These notes were withheld from defense attorneys and a judge for over a year despite requests for the evidence, as it gave a clear timeline of when Farak started using.
4. She Was Sentenced in January 2014 After Pleading Guilty
On January 6, 2014, Farak pleaded guilty to four counts of tampering with evidence, four counts of theft of a controlled substance from a dispensary (the lab) and two counts of unlawful possession of a controlled substance.

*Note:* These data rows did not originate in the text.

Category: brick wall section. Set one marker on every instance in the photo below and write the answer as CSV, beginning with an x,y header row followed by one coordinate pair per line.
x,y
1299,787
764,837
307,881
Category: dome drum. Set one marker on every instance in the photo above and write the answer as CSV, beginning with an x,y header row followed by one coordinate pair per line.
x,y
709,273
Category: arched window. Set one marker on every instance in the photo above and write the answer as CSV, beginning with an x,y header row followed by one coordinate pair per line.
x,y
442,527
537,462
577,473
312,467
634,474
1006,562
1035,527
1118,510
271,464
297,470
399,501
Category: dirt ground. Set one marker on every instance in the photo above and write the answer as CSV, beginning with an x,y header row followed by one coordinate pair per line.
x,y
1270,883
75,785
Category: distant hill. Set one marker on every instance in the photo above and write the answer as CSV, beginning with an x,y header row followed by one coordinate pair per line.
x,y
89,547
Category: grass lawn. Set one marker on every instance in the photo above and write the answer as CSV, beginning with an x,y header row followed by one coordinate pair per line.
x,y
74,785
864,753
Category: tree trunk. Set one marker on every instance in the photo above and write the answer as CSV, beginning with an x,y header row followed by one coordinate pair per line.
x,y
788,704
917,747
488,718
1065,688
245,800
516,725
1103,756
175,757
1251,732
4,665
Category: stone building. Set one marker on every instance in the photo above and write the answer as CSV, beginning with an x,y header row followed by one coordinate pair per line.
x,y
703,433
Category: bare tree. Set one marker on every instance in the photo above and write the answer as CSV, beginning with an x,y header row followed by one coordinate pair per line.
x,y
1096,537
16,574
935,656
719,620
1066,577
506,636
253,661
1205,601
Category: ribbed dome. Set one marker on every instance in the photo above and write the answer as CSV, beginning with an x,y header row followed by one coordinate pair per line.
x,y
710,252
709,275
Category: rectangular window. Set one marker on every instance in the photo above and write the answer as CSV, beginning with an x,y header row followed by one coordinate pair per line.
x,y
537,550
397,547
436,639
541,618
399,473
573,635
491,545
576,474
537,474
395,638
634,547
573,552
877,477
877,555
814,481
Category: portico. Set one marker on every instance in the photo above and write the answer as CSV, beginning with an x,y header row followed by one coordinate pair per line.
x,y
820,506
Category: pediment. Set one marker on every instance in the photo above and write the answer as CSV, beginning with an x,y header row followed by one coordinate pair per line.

She was sentenced to 18 months in prison, five years of probation and 500 hours of community service.
Local news reporting from the trial stated that Farak “struggled to wipe tears away as the judge announced the sentence.” She pleaded guilty two weeks after she was jailed for failing a drug test while out on bail.
Farak has kept a low profile since her release from prison, appearing only rarely in court in civil cases stemming from lawsuits against her.
5. A Lengthy Review Took Place of All the Cases Farak Handled & Roughly 8,000 Were Eventually Dismissed
When the case broke, the state set out to review all cases Farak had handled during the period they believed she was taking drugs at work, because her reports were key to thousands of cases involving thousands of defendants. However, this was made more complicated due to the fact that it wasn’t clear when Farak started using the drugs she was testing, and the withheld evidence of her worksheets and diary by the prosecution.
In 2018, years after Farak’s release from prison, the court dismissed an average of 11,000 convictions in 7,700 different criminal cases as a result of Farak’s misconduct. The Hampden Superior Court judge wrote in his ruling: “It has been startling to see unveiled the amount of damage done by a single lab analyst, Sonja Farak, who placed her own selfish wants and needs before her duties as a public servant in a critically important role.”
He also criticized the conduct of two assistant attorney generals, Anne Kaczmarek and Kris Foster, who “compounded and aggravated the damage caused by Farak. Their intentional and deceptive actions ensured that justice would certainly be delayed, if not outright denied, and in the process, they violated their oaths as assistant attorneys general and officers of the court.”